Klanglandschaften nennt sich die aktuelle Ausstellung in der Ticket-Galerie des Nikolaisaals. Von der Vielfalt der Farben in der Musik wird ja immer wieder gern gesprochen, doch auch die Maler blicken gern auf die Musik. Sie hatte für sie, besonders in der Romantik, etwas Religiöses. In ihrer reinen Harmonie war sie die höchste Kunst, die auf Gemüt und Seele eine unmittelbare Wirkkraft ausübte. Mit Arnold Schönberg begann sich dann aber eine Musiksprache zu etablieren, die keine gegenständlichen Fesseln mehr kannte. Sie wurde wohl auch zum Leitbild für bildende Künstler: die Befreiung der Farben und Formen.

Doch glücklicherweise ist nach wie vor Vielstimmigkeit künstlerischer Handschriften in der Musik und in der Malerei angesagt. Der Nikolaisaal sowie die Galerien der Landeshauptstadt mit ihren umfassenden Programmen sind dafür Garanten. In der Ausstellung mit Bildern von Monika Schulz-Fieguth und Christian Heinze in der Ticket-Galerie, die von der Kunstwissenschaftlerin Meike Aissen-Crewett kuratiert wurde, gibt es keine Arbeiten, wenn man von Heinzes „Cellospielerin“ oder „Sonate für Cello und König“ einmal absieht, die sich mit musikalischen Themen befassen. Für beide ist das unverwechselbare Fluidum, das Potsdam so auszeichnet, das durch den einzigartigen Zusammenklang von Natur, Architektur und Kunst entsteht, von Bedeutung. Diesen Klang möchten sie mit ihrer Kunst zum Klingen bringen. Jeder natürlich auf ganz unterschiedliche Weise. Und sie, die Fotografin und der Maler, reflektieren die Schönheiten und den Wandel der Stadt, geben dem Flüchtigen Dauer und verleihen ihr eine künstlerische Form. Mit den Tongeschlechtern Dur und Moll kann man die ausgestellten Bilder vergleichen.

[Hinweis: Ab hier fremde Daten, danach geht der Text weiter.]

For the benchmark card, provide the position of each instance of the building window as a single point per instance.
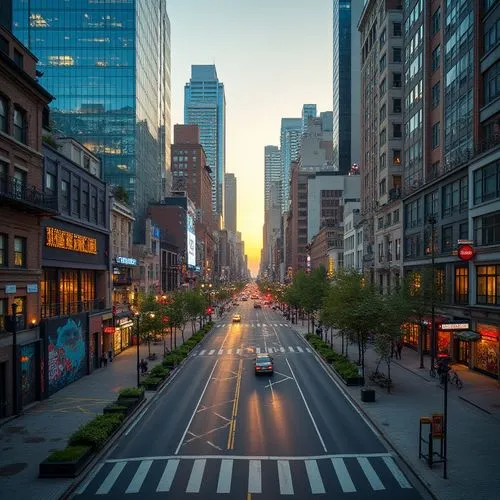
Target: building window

Das Lichte, das Heitere, das fast Südländische in Potsdam werden von dem gebürtigen Dresdner Christian Heinze, der über 40 Jahre in dieser Stadt lebt, immer wieder aufgespürt und mit frischer, zuweilen kühner Farbigkeit vital zum Ausdruck gebracht. Es sind aquarellierte und radierte Bilder in Dur. Die „Schlössernacht“, der „Wintertag“ oder die „Glienicker Brücke“ werden – durch sein Temperament gesehen – zu starkem Leben erweckt, kann man den melodischen Zauber der Stadtlandschaft nachempfinden, immer zwischen den Polen dekorativer und expressionistischer Malerei stehend.

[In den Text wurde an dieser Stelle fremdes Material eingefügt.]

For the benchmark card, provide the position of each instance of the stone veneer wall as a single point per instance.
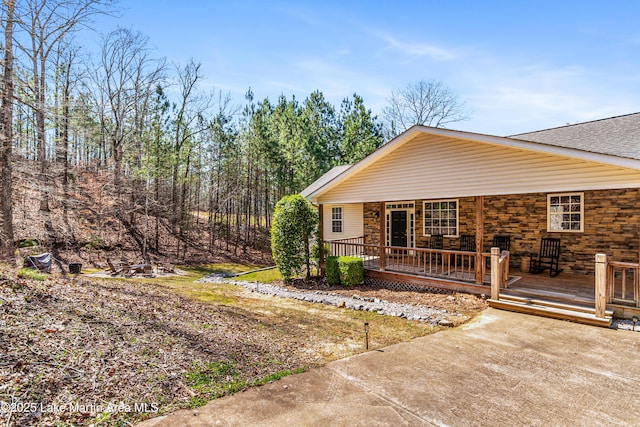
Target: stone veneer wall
(611, 226)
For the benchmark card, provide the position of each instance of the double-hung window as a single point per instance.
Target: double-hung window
(336, 219)
(441, 217)
(565, 212)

Christian Heinze hat sich wie Monika Schulz-Fieguth auch immer wieder in die aktuelle Wiederaufbau-Diskussionen zum Stadtschloss und Garnisonkirche beteiligt, die häufig zu heftig politischen Auseinandersetzungen ausarteten. Heinzes künstlerisches Einmischen ist in der Ausstellung in den Radierungen zur Garnisonkirche zu sehen.

Monika Schulz-Fieguths fotografisches Aufspüren von zumeist fragmentarischen Stadtschlossskulpturen sind in der Ausstellung aus dramaturgischen Gründen nicht zu sehen. Ihr Thema ist in der Ticket-Galerie ausschließlich der Heilige See, ein Ort, dem sich die gebürtige Potsdamerin immer wieder zuwendet. Vor gut zwei Jahren hat sie einen prachtvollen Bildband zu diesem Thema selbst herausgebracht.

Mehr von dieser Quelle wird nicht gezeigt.